The Suns went on a 10-0 run that was just the beginning.

Worse, Curry was inserted for the last possession of the quarter, but committed his third personal foul on a charge when, draped by Thomas, Curry let Thomas linger a bit too long on his body and not changing direction in time. There were only 1.8 ticks left in the quarter and you expected the Dubs to head into the fourth with a 10-point lead.

However, worse got ugly when, on the ensuing inbound by the Suns, Curry defended too tightly and drew his fourth personal foul with just 0.9 seconds remaining. The Warriors were in the penalty and the Suns ended the quarter cutting the deficit to just eight points, 79-71.

FOURTH QUARTER

With Thompson out with the strained shooting hand, Golden State needed someone else to step up, especially with Curry coming off a 39-minute game against Houston.

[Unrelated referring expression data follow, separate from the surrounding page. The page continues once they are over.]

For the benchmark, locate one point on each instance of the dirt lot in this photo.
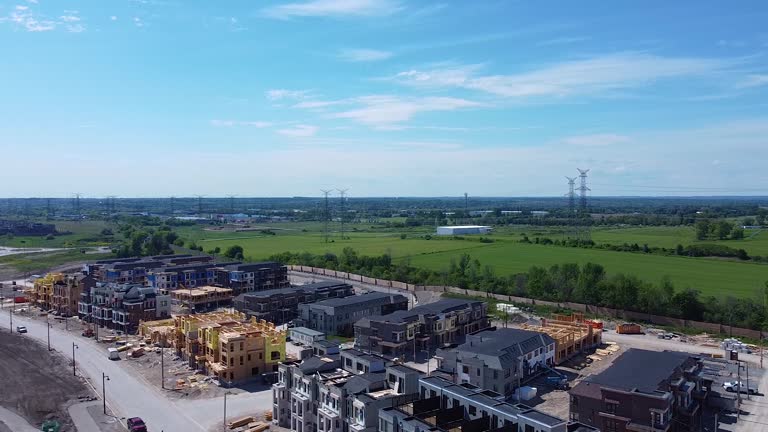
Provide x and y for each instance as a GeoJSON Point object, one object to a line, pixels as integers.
{"type": "Point", "coordinates": [38, 386]}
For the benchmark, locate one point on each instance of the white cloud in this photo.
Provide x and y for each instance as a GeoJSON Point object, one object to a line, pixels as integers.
{"type": "Point", "coordinates": [590, 76]}
{"type": "Point", "coordinates": [316, 104]}
{"type": "Point", "coordinates": [563, 41]}
{"type": "Point", "coordinates": [231, 123]}
{"type": "Point", "coordinates": [281, 94]}
{"type": "Point", "coordinates": [364, 55]}
{"type": "Point", "coordinates": [596, 140]}
{"type": "Point", "coordinates": [299, 131]}
{"type": "Point", "coordinates": [333, 8]}
{"type": "Point", "coordinates": [754, 81]}
{"type": "Point", "coordinates": [388, 112]}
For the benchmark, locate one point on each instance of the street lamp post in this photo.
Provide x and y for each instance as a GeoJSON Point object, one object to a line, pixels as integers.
{"type": "Point", "coordinates": [49, 325]}
{"type": "Point", "coordinates": [225, 409]}
{"type": "Point", "coordinates": [104, 379]}
{"type": "Point", "coordinates": [162, 367]}
{"type": "Point", "coordinates": [428, 359]}
{"type": "Point", "coordinates": [74, 345]}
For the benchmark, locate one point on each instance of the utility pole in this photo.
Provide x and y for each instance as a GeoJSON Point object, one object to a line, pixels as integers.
{"type": "Point", "coordinates": [225, 409]}
{"type": "Point", "coordinates": [74, 372]}
{"type": "Point", "coordinates": [104, 378]}
{"type": "Point", "coordinates": [162, 367]}
{"type": "Point", "coordinates": [342, 192]}
{"type": "Point", "coordinates": [326, 217]}
{"type": "Point", "coordinates": [466, 206]}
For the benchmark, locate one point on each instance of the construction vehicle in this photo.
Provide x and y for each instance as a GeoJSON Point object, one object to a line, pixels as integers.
{"type": "Point", "coordinates": [136, 424]}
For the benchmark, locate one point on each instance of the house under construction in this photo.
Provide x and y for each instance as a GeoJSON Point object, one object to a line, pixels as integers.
{"type": "Point", "coordinates": [572, 334]}
{"type": "Point", "coordinates": [228, 345]}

The spark, instead, came for the Suns in the persona of Gerald Green. After PJ Tucker blocked a Barbosa drive impressively, Green (Gerald) hit a three-pointer to cap a 9-1 run that tied the game at 80-80 with 10:14 to play. Kerr had no choice but to reinsert Curry.

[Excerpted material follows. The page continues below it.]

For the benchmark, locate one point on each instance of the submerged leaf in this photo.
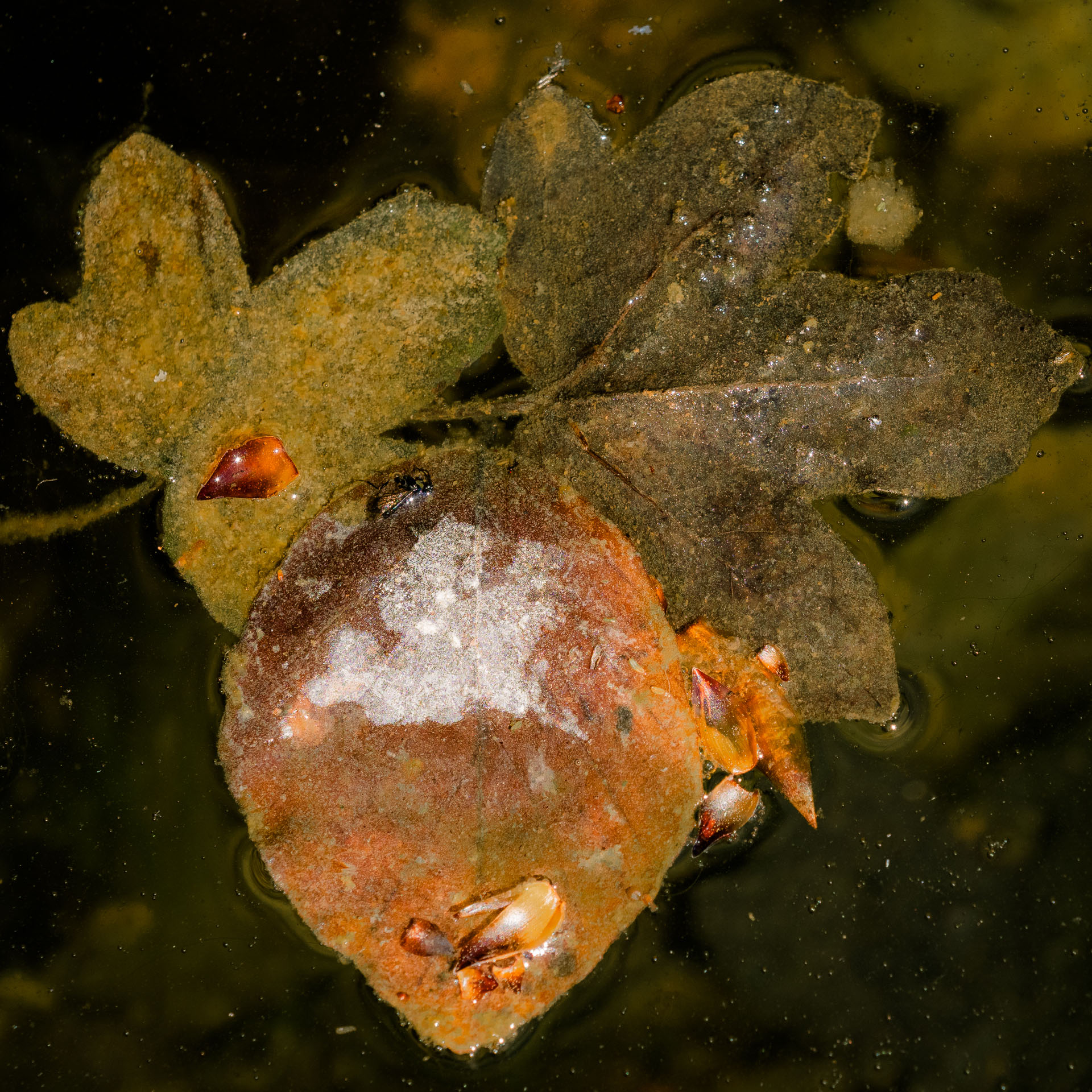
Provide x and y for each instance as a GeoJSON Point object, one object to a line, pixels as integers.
{"type": "Point", "coordinates": [702, 394]}
{"type": "Point", "coordinates": [168, 357]}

Barnes had a few flashes in the pan, including a late-shotclock drive with his right hand, nudging the defender away, and fading towards the baseline for a good jumper, but on a back-to-back night and Curry in foul trouble, the Warriors needed more than that.

Curry did his best to be the hero, getting a runner that he felt was an and-one, then faking a three-pointer, driving, and throwing his body into Plumlee for two, but not getting the call.

Gerald Green scored 17 points in 15 minutes of play as another three-pointer made it 95-88. Until then, the Warriors had little to be excited about except Curry’s assist to a Bogut dunk, which Suns coach Jeff Hornacek countered with an immediate timeout.

Draymond had an airball early in the shotclock, Iguodala had an isolation on the much shorter Thomas that Bogut couldn’t deliver. When Bogut put up a shot that rimmed out and Iguodala boarded, he threw the ball back out instead of powering a putback over the small point guard. Then Iguodala missed a point blank layup on a nice pass from Bogut.

A wide-open Marcus Morris three-pointer in front of Draymond, after Curry’s tenth turnover of the night no less, was the nail in the coffin. That made it 100-89, Suns, with just 3:40 to go. Gerald Green had scored 14 of his 17 points in the fourth quarter.

Thomas made a three and Barbosa missed one, then Thomas drove in on Curry, who had 5 fouls at that point, to make it 105-91 with 1:52 to go. Kerr conceded as he brought in Livingston, Barbosa, Rush, Marreese Speights, and Ognjen Kuzmic for the remaining garbage time.

The Suns went on to win 107-95. Curry scored 28 points on 10-for-20 from the field, 4-for-10 from downtown, 10 assists, 5 steals, but 10 turnovers. Draymond Green had 22 points, including 3-for-7 from beyond the arc, 9 rebounds, tied a career-high 4 blocked shots, but also contributed 5 turnovers of the team’s ghastly total of 26.

Iguodala scored just one point in 31 minutes of play.

On the flipside, Barnes had 12 points on 4-for-7 from the field and 9 rebounds and Barbosa stepped up with 12 points in place of the injured Thompson.